Un país capitalista desarrollado tiene necesidad de una burocracia obrera desarrollada. En caso contrario, hay cierto retraso al nivel del encuadramiento, de la formación, pero también de la promoción del mercado interno. Es importante que exista una clase obrera reivindicativa, que participe en el ciclo de las jerarquías internas, que consuma más automóviles, más heladeras, y que tenga también mayor formación profesional, porque es un factor de aceleración de la circulación del capital al interior del país y, al mismo tiempo, de su competitividad a escala internacional. Es igualmente importante tener petróleo que tener un Partido Comunista y un sindicato comunista fuerte: todo esto es indispensable para una economía capitalista desarrollada.

Pienso que Bifo responderá: “de acuerdo, pero todo aquello de lo cual hablas no es la clase obrera.” Este es el problema principal. Si esta no es la clase obrera, entonces no sé qué sería la clase obrera.
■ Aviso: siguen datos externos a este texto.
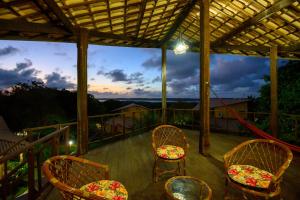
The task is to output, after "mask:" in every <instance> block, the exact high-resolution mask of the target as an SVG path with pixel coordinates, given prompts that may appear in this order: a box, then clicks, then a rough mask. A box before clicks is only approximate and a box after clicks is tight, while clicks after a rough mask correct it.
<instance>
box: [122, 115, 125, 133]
mask: <svg viewBox="0 0 300 200" xmlns="http://www.w3.org/2000/svg"><path fill="white" fill-rule="evenodd" d="M122 123H123V126H122V128H123V130H122V132H123V135H125V134H126V127H125V126H126V121H125V114H124V113H122Z"/></svg>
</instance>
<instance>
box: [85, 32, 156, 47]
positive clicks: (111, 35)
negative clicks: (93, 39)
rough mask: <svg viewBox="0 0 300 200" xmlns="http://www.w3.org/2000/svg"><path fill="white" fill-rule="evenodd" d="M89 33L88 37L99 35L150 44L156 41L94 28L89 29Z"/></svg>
mask: <svg viewBox="0 0 300 200" xmlns="http://www.w3.org/2000/svg"><path fill="white" fill-rule="evenodd" d="M89 35H90V37H99V38H103V39H114V40H125V41H132V42H140V43H145V44H152V45H155V44H157V43H158V41H156V40H149V39H141V38H136V37H134V36H126V35H116V34H112V33H105V32H98V31H96V30H91V31H90V33H89Z"/></svg>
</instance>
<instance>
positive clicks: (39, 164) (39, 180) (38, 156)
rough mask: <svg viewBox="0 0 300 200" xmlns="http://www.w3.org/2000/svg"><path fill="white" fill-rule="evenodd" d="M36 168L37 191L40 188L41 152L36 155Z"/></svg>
mask: <svg viewBox="0 0 300 200" xmlns="http://www.w3.org/2000/svg"><path fill="white" fill-rule="evenodd" d="M36 168H37V173H38V192H39V193H40V192H41V190H42V165H41V152H40V151H39V152H38V153H37V155H36Z"/></svg>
Porque, y te propongo una distinción, yo hablo de la verdadera clase obrera, es decir de aquella que de un modo u otro se reconoce en el movimiento obrero, aquella que tiene su subjetividad en el Partido Comunista y en el sindicato comunista, en la seguridad social y en todos estos organismos; mientras que aquella de la que habla Bifo no es la clase obrera, sino una especie de conjunto de todos los conjuntos de personas que trabajan.

Quizá Bifo quiera decirme que en la clase obrera también hay niños y que su trabajo es explotado, porque es necesario darse cuenta de que los niños trabajan dado que participan de la formación colectiva de la fuerza de trabajo: los niños que juegan, a los cuales se le hacen test, que miran televisión, que van a la escuela son instrumentos fundamentales del proceso de producción, como las personas que transportan tierra y fabrican un edificio. No se puede concebir una clase obrera si no se pone a trabajar a los niños, a formarse dentro del proceso semiótico de la sociedad moderna.

Quizás, además de los niños, también incluís a las mujeres en la clase obrera. No se puede concebir, en efecto, una sociedad que no reproduzca los trabajadores al nivel de la sexualidad, de la formación y de la creación de un ambiente familiar. No existe sociedad que no reúna trabajadores, incluso, en células consumidoras, siendo siempre fundamental, como dice la economía política, la reproducción y la continuidad de cada célula consumidora y la unidad de las economías familiares. Podemos decir, entonces, que también la mujer trabaja. Si decís que la clase obrera son los niños, los adolescentes, las mujeres, pues entonces me parece bien que se defina así a la clase obrera, pero será preciso recordar que no estamos hablando de la clase obrera de la que habla el marxismo desde hace una centena de años.

Bifo: Marx en la primera parte de El Capital distingue entre work y labor, trabajo y actividad; creo que es una distinción importante. En el capítulo de El anti-Edipo dedicado a la antiproducción hay una ambigüedad, no tanto conceptual como lingüística: cuando se habla de trabajo y se plantea la cuestión de las máquinas deseantes en relación al problema del trabajo. Quizá en la lengua italiana, como en la francesa, no exista esta distinción entre actividad y trabajo, pero sí es posible distinguirlas en la lengua inglesa y quiero subrayarlo.

Guattari: No, porque el capitalismo no la hace, no existe actividad que hoy no esté sobrecodificada por el capitalismo: mirar televisión, mear, coger no son “actividades”: todo está completamente codificado en las grillas del capitalismo… ¡Todo es trabajo!